1.2 - The specific benefits of tap water for health: Directive 98/83 / EC
Besides these, what benefits for our health would we have if we consumed tap water instead of bottled water?
What all the waters to drink must have in common is the fact that they are drinkable, that is, they must be hygienically safe, have an odor and taste that make them acceptable, and respect precise criteria and limits regarding the chemical and physical characteristics. In fact, in order to guarantee safety for human consumption, Art. 4 of Directive 98/83 / EC obliges Member States to respect some minimum requirements, so that the water is defined as drinkable and, that is, does not contain micro-organisms and pests or other substances, in quantities or concentrations such as to represent a potential danger to human health and meets the minimum requirements, or microbiological and chemical parameters, established at Community level. To this end, Member States set parametric values at national level, which cannot be less stringent than those indicated in Annex I of that directive.
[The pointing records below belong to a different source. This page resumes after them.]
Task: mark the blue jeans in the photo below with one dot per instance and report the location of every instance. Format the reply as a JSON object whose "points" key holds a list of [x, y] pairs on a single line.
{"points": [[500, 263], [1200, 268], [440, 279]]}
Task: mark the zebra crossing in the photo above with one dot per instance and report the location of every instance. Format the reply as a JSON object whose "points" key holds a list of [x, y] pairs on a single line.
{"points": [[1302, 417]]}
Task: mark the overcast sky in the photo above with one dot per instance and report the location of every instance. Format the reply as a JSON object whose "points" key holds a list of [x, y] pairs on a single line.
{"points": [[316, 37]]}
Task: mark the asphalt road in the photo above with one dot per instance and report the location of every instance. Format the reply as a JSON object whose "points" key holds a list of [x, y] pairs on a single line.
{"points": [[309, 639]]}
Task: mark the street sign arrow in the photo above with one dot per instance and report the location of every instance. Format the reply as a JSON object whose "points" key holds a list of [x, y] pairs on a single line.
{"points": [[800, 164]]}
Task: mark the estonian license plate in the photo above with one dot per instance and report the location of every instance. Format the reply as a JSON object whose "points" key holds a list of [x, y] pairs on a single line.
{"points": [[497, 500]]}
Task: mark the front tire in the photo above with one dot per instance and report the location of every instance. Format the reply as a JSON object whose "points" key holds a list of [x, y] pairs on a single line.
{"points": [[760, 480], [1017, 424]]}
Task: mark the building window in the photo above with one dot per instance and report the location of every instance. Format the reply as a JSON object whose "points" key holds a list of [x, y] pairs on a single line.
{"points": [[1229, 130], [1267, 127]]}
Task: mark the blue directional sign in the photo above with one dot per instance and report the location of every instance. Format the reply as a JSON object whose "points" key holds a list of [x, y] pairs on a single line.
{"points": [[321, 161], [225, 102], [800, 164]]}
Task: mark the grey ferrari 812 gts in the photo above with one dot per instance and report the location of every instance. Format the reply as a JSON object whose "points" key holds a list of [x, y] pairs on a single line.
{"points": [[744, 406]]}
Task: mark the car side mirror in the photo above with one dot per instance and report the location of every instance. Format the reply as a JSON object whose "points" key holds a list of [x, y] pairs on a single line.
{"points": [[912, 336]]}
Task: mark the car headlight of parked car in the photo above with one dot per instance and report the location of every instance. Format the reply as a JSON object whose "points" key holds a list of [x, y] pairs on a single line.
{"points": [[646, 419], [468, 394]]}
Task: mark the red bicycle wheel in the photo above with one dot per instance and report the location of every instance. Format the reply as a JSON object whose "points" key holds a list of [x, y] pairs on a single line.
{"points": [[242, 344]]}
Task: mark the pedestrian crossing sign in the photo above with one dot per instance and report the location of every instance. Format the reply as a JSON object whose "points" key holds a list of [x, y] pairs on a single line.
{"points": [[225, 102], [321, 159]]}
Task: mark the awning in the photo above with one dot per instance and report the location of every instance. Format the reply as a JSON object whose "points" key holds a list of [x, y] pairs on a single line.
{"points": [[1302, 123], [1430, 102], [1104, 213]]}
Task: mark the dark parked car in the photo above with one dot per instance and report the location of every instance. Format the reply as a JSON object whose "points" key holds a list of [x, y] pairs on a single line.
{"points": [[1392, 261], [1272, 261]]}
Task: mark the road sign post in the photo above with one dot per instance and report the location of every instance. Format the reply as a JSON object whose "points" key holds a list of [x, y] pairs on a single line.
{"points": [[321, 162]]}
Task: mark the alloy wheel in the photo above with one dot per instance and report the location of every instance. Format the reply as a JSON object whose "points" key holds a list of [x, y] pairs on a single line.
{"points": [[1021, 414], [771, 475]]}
Furthermore, the directive establishes that the parameter values must be respected in the points specifically indicated by Article 6 and provides for the control of drinking water by the Member States (Article 7), in order to ascertain compliance with the parameter values , through analysis methods (sampling and possible disinfection treatment), the indication of the withdrawal points, as well as the establishment of adequate control programs.
All this makes us understand how clean, safe and healthy tap water is as bottled mineral water since it must be continuously subjected to treatments, analyzes and controls that ensure its purity.
Today, 20 years after its entry into force, the European Council Drinking Water Directive (Directive 98/83 / EC) is subject to revision. An update called for by several parties to ensure minimum quality and safety standards that respond to the evolution of pollutants. A proposal aimed at reinforcing the right to good quality water, touching on the themes of accessibility, consumer protection, health, quality of life, up to the circular economy and sustainable development.